Tragiczny wieczór w stanie Nowy Jork. Pięcioro dzieci w wieku od 8 do 17 lat - czterech chłopców i jedna dziewczynka - zginęło w potwornym wypadku, do którego w niedzielny wieczór doszło na uważanym za najniebezpieczniejszy odcinku autostrady Hutchinson River Parkway w Scarsdale, w stanie Nowy Jork. Jak podają amerykańskie media, wszystkie ofiary były mieszkańcami miasta Derby w stanie Connecticut. Radio 1010 WINS poinformowało, że z wypadku ocalał dziewięcioletni chłopiec.

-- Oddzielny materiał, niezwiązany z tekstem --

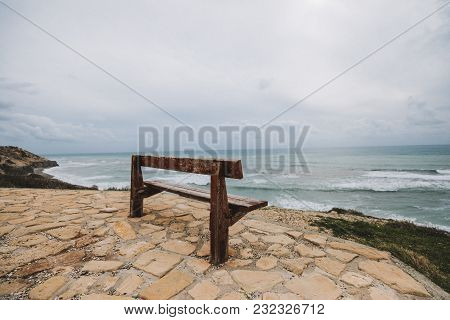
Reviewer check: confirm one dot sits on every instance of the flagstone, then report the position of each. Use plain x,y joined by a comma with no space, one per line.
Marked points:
308,251
296,265
198,265
235,229
267,263
124,230
233,296
204,250
102,266
279,238
102,296
47,289
104,247
65,233
236,263
356,279
78,287
105,283
157,262
250,237
294,234
136,248
12,286
222,277
30,240
109,210
168,286
204,290
314,287
331,266
178,246
64,259
315,238
394,277
368,252
341,255
278,250
252,281
264,226
129,284
376,293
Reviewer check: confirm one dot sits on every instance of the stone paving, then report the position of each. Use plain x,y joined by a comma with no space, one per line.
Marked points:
58,244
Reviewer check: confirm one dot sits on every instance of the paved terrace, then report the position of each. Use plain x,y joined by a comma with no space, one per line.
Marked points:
80,244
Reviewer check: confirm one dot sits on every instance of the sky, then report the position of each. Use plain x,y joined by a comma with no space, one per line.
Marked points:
222,63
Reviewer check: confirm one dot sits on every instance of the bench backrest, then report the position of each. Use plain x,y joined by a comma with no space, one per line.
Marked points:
226,168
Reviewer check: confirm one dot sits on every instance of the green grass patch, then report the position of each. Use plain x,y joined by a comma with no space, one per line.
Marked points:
425,249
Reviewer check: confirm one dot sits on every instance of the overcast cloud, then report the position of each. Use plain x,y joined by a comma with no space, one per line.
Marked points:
223,62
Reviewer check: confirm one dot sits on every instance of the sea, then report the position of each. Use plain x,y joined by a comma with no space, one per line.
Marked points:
399,182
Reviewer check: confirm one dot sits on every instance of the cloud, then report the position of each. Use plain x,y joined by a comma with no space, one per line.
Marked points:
419,113
211,63
29,126
19,87
5,105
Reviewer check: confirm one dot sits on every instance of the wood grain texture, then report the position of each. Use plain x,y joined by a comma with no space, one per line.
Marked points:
231,168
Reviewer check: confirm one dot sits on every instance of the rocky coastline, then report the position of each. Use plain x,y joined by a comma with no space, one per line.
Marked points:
22,169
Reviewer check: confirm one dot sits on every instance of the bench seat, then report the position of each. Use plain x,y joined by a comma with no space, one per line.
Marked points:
237,204
224,210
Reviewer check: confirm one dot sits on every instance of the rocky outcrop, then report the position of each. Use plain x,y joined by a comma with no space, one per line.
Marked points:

Śmiertelny wypadek w stanie Nowy Jork. Przeżył tylko 9-letni chłopiec
Maluch podróżował w bagażniku, udało mu się wydostać z nissana rogue, zanim ten stanął w płomieniach po uderzeniu w przydrożne drzewo. "Chłopiec z obrażeniami niezagrażającymi życiu został przewieziony do szpitala" - informują służby cytowane przez serwis Fox5. "Matt Conway, kurator szkół w Derby w stanie Connecticut, powiedział, że dzieci były częścią rodziny, która niedawno przeniosła się do społeczności hrabstwa New Haven z Nowego Jorku" - podaje stacja.
Tragedia w USA. "Konieczność pochowania pięciorga swoich dzieci"
Wszystko wskazuje na to, że cała szóstka była rodzeństwem. "To niewyobrażalne. Konieczność przygotowania pochówku pięciorga twoich dzieci" - mówił Conway. Na razie nie są znane przyczyny wypadku - nie brał w nim udziału żaden inny pojazd.